I'm in the process of rebuilding our cluster and after some reading, I'm still not sure I get it right.
Current status: 3 node cluster that is used for log storage from our servers. I process them with logstash and then save them to daily indexes, separating different log types(httpd,postfix,...) with type field. We create cca 10GB-18GB of logs per day and my indexes have 6 shards with 1 replica.
What I want with a new cluster is better space eficiency, fastest indexing speed and some retention control.
I did some reading and have sort of a plan in mind, but I'm not sure if I got everything right. Please, point out any mistakes.
Space efficency #1: Currently I have all logs in a single index, separated by type. As far as I read, if an index mapping has 100 fields, all those 100 fields are saved with every indexed document. So if I have a document with 10 fields, ES will still save all 100 fields, but most of them will be empty. Is that right? If yes, I was thinking of going with a single index per type.
Space efficency #2: If I will be separating logs to type per index, some daily indexes will be really small. I was thinking of moving to weekly or even monthly indexes. Currently, some indexes don't reach 100MB/day, while the biggest ones are around 5GB/day. If I go single index per month, would 150GB-200GB index be too big? What is a recommended index size?
Retention control: If I go with log type per index, it will be easier to maintain retention policy. When one type of logs are obsolete, I can just delete index and that's it. With the current setup, the only thing I can remember is Delete By Query which is slow or reindexing. Both require lots of work or resources.

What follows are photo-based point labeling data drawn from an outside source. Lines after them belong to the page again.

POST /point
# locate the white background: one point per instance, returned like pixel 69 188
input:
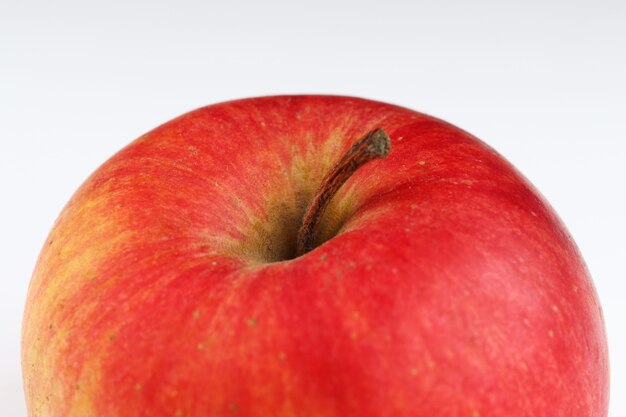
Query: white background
pixel 544 82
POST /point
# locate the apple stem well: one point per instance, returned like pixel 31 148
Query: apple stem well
pixel 374 145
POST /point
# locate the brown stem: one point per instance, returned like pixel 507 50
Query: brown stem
pixel 374 145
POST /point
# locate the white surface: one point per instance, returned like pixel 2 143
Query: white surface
pixel 544 82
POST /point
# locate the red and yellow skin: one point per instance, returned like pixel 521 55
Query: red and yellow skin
pixel 442 285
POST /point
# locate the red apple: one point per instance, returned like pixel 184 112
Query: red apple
pixel 438 281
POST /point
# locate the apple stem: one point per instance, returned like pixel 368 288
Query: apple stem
pixel 374 145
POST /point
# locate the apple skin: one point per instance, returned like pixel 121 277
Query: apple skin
pixel 443 283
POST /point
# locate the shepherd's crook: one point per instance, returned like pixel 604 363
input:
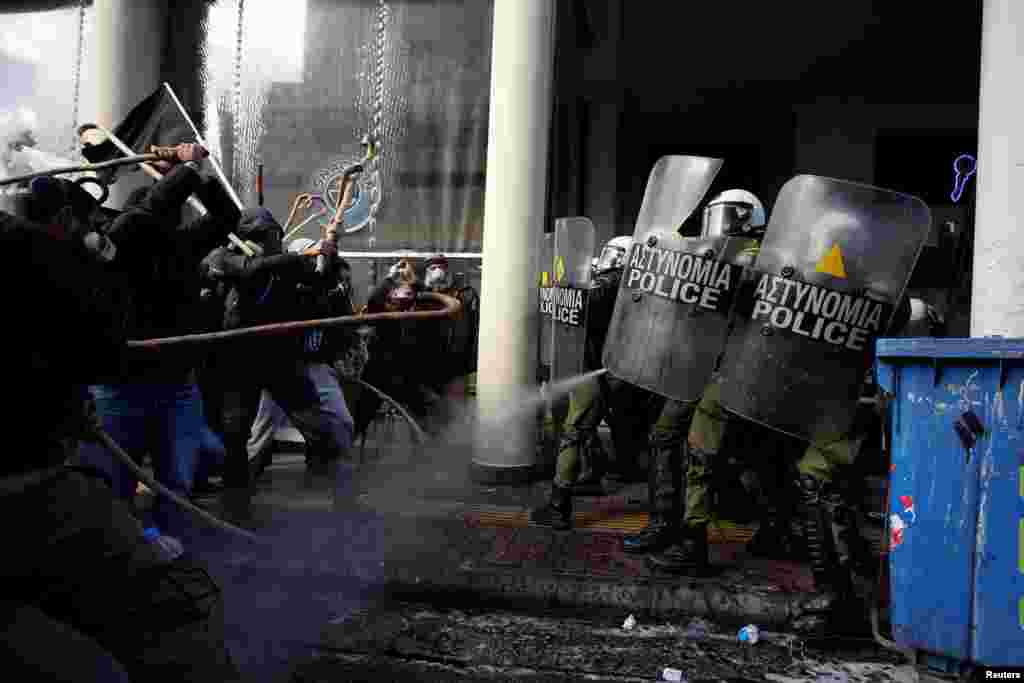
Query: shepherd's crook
pixel 135 159
pixel 126 460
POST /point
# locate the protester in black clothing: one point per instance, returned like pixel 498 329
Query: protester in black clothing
pixel 83 591
pixel 263 290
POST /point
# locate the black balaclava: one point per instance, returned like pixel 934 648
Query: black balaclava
pixel 260 226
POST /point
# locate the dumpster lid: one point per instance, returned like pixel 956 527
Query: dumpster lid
pixel 972 347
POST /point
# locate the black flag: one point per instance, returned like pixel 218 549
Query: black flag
pixel 157 120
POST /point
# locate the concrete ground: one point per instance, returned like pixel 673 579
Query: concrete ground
pixel 423 532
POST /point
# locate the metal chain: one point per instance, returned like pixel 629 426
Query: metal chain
pixel 78 76
pixel 376 126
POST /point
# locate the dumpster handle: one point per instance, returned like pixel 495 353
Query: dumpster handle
pixel 886 535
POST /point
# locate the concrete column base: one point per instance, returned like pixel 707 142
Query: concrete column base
pixel 500 475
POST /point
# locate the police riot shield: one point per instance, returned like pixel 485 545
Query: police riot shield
pixel 834 264
pixel 574 245
pixel 671 315
pixel 545 283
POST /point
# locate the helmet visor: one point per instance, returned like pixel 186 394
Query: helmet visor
pixel 727 218
pixel 611 257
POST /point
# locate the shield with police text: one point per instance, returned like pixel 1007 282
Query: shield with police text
pixel 566 303
pixel 672 312
pixel 545 283
pixel 834 265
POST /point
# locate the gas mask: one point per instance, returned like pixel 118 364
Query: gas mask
pixel 611 257
pixel 100 247
pixel 727 218
pixel 437 278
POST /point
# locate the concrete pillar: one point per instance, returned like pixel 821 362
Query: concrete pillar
pixel 521 66
pixel 997 292
pixel 129 45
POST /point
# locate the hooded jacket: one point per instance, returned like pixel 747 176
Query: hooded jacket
pixel 66 335
pixel 157 265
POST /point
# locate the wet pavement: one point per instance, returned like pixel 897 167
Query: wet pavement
pixel 423 532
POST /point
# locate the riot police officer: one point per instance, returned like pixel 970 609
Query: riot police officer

Security: I want to limit access with reverse proxy. I read on your site that it's not a 100% safe option, but I think it will be good enough for us. Right now I'm using aliases for ACL, but it will be easier for us with type per index, since I can just limit/rewrite URL and give them access to certain type of logs.
Shards / replicas: I know this is the most frequently asked question:) How many shards and replicas. AFAIK ideally, you would want 1 shard per index, since every additional shard brings some overhead with it (ES has to fetch data from all nodes and then do mapreduce). But if I only have one shard, I can't scale horizontaly. I think I need some more info from you guys:
- What is a recommended shard size? I think I read somewhere that shard size should be less than amounth of HEAP SIZE (31GB in my case).
- Does more shards mean faster indexing speed?
- Does more shards mean faster searching speed? What about replicas, are they used in searching? Can more replicas make my searches faster?
- If my index size is 5GB/month, is there any point in breaking it into more shards? I don't need the indexing performance, and I can take care of availability with replicas.
- If my index size if 200GB/month and my first point is valid, recommended # of shards would be 6-7?
- If I have multiple data.path on a single node, will one shard be saved in multiple data paths or will the whole shard be in a single path?
- Lets say I have 2 paths/node and 3 nodes. If my index has 6 indices, ES will save 2 shards/node. But will it also save each shard on a node to a different data path if there is free space?
I think that's it. I hope I'm not asking too basic questions.
Thank you all, MAtej